Seriously?!? Who knew that the muscles in your neck, back, shoulders and arms all worked so well together. I am always amazed how perfectly tuned our bodies are....how wonderfully everything works in perfect union....that is until, something, somewhere decides to go "kerplunk" and suddenly you find yourself spending 5 whole days in bed. And yes, I'm sure 5 whole days in bed watching nothing, but "Sex in the City" sounds blissful to some, but to someone like me who always has to be busy, it was sheer, unadulterated torture! Okay, actually the first couple days were rather nice and restful, but then my hyper active, during menstrual (therefore emotional) brain started thinking about all the things I should have been doing and I was a blubbering pile of goo off and on between Friday and Sunday. Shandi beat me up on Wednesday and got things loosened up. My doctor gave me vicodin (didn't take it) and muscle relaxers (definitely took it and it knocked me on my ass). Ye ole doc felt it was simply muscular based on the exercises she had me do and that if it wasn't completely healed in 3 weeks...come back to see her. Welp, today it's definitely better than it was, but everything is seriously TIGHT!! Typing and mouse-ing do not help it and yet here I am at work. Yes, I am stubborn, but I refused to miss another day of work since I took 2 impromptu vacation days last week. My New Year's Eve sucked (which also meant it kinda sucked for my family too). :( Thankfully, I head back in to Shandi this Wednesday for another round of torture. I think my body is ready for another Soma session though. I believe I am at that stage. In the meantime, I'm trying to take it easy at work and not push myself too hard.
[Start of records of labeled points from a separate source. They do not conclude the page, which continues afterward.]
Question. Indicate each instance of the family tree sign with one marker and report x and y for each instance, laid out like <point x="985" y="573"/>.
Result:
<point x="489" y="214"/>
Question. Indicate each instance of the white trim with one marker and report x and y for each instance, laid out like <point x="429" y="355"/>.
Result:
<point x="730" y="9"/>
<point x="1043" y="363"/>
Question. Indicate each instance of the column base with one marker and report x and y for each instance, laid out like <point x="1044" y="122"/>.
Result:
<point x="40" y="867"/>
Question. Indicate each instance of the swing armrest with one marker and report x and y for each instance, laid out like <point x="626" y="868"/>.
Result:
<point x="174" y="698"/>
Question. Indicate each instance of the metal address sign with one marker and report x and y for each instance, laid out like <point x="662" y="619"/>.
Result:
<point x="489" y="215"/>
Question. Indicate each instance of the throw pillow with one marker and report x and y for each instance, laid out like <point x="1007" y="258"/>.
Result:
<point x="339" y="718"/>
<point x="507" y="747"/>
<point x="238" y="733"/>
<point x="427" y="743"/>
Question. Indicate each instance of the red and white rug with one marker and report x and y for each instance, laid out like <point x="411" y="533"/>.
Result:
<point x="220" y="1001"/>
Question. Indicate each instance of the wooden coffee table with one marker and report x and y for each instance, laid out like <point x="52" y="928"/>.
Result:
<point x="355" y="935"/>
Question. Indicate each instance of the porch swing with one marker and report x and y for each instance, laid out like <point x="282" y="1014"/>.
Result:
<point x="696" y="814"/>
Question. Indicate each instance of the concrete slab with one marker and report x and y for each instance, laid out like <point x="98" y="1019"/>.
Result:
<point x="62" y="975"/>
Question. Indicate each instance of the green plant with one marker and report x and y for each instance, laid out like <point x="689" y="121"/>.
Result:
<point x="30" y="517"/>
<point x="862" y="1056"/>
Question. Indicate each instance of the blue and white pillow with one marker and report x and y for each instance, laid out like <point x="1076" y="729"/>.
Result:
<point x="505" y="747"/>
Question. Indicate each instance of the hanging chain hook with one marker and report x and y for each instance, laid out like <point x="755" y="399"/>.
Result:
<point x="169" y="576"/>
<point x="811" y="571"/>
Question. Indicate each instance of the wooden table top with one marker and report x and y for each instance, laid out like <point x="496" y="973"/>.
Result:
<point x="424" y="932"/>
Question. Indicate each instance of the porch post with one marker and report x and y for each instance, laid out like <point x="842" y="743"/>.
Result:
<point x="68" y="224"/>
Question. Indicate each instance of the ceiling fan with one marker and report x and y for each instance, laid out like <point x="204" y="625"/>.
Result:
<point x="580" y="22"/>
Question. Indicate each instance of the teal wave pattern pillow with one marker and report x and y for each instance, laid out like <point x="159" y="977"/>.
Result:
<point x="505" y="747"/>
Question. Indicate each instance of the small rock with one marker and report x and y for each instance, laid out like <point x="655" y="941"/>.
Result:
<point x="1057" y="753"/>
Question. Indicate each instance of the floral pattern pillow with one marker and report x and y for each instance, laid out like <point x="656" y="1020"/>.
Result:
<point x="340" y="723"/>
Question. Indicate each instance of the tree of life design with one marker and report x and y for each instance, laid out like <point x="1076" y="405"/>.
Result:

Am now trying to figure out why this happened though. I am not usually one to have shoulder issues. Although, I did have neck issues back in November. I talked about the last 12 weeks being a learning process....I think my body is letting go of some seriously toxic crud. That's the only thing it could possiby be. So, with that in mind, I just went ahead and let the crying jags happen over the weekend. I'm guessing I really did need them.
Aw, sorry your new years was rough. :(
Glad things are on the upswing! Hugs!